Unfortunately, officials on both sides have equivocated on when the dialogue might resume. Delegations at this conference must be united in calling on the United States and Russia to conclude talks on New START follow-on agreements that achieve further cuts in nuclear warheads and delivery systems no later than 2025 and, pending the conclusion of such arrangements, agree not to exceed the central limits of New START until such time as new arrangements enter into force. The Review Conference should also seek a pledge by the three other nuclear-armed NPT states (China, France, and the U.K.) to engage in nuclear risk reduction talks and to agree to freeze the size of their nuclear arsenals.
Scott Roecker – Vice President for Nuclear Threat Initiative’s Nuclear Materials Security Program.
The much-anticipated, long-delayed 10th Nuclear Nonproliferation Treaty (NPT) Review Conference (Revcon) begins Aug. 1 at a time of tremendous change that makes this conference much more challenging than previous reviews. Russia’s invasion of Ukraine and the sometimes subtle but very real threats of possible nuclear weapons use top the list of challenges facing global leaders as they work to find consensus at a time of deep polarization among nuclear weapons states. But all is not lost. Two issues in particular—one that showcases cooperation among possessor and non-possessor states on disarmament and another that highlights a topic outside the normal NPT discussions—offer the prospect of a more successful outcome in New York.
The first is disarmament. A common complaint from previous NPT Revcons is the lack of progress toward disarmament by nuclear weapon states. It is true that the trends are not promising in this area, as countries with nuclear weapons are modernizing or expanding their arsenals. Nuclear weapon states need to find opportunities to curb their modernization programs and reduce the number and types of these weapons through legally binding verifiable agreements. While there does not appear to be a significant appetite for this in the near-term, there are other steps being taken by nuclear weapon and non-nuclear weapons states to jointly create the conditions for a nuclear weapon-free world. An excellent example of this is the International Partnership on Nuclear Disarmament Verification, also known as IPNDV. There are more than 25 countries participating in this partnership, including three nuclear weapon states (France, U.K., and United States). Launched in 2014, the IPNDV is now in its third phase and recently completed an in-person exercise that tested concepts developed in earlier phases. Specifically, the exercise explored two of the 14 step disarmament process and demonstrated that every country, not just those that possess nuclear weapons, have an important role to play in verifying disarmament agreements. This partnership is building important capabilities that will be needed for future disarmament work.
The second issue, not normally associated with the NPT, is nuclear security. For too long, nuclear security has been kept separate from broader discussions on the connections between disarmament, nonproliferation, and nuclear power. But nuclear security is an essential element of the three main pillars of the NPT, and it would be an important step forward for leaders to acknowledge and embrace this truth during discussions.
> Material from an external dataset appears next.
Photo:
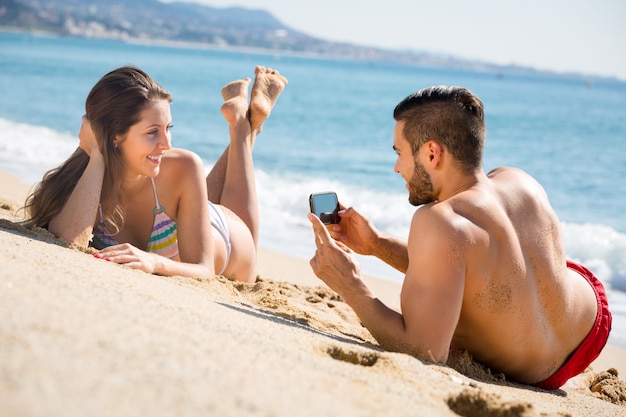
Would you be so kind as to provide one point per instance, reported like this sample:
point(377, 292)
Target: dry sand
point(83, 337)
Nuclear weapons states will not make progress towards disarmament if they fear that stolen nuclear weapons or materials could end up in the hands of terrorists or new states. Nuclear nonproliferation is not possible if a state or a terrorist group might be able to acquire a stolen nuclear weapon or materials. The expansion of nuclear power will not be possible unless civilian nuclear facilities and stockpiles are secure. Civil society has a useful role to play in convening interested parties on this issue, which is the goal of the upcoming NPT Revcon side event that the Nuclear Threat Initiative is planning to host, along with Norway.
With greater cooperation in these two areas, leaders can emerge from the long-awaited 10th NPT Revcon having made some meaningful progress.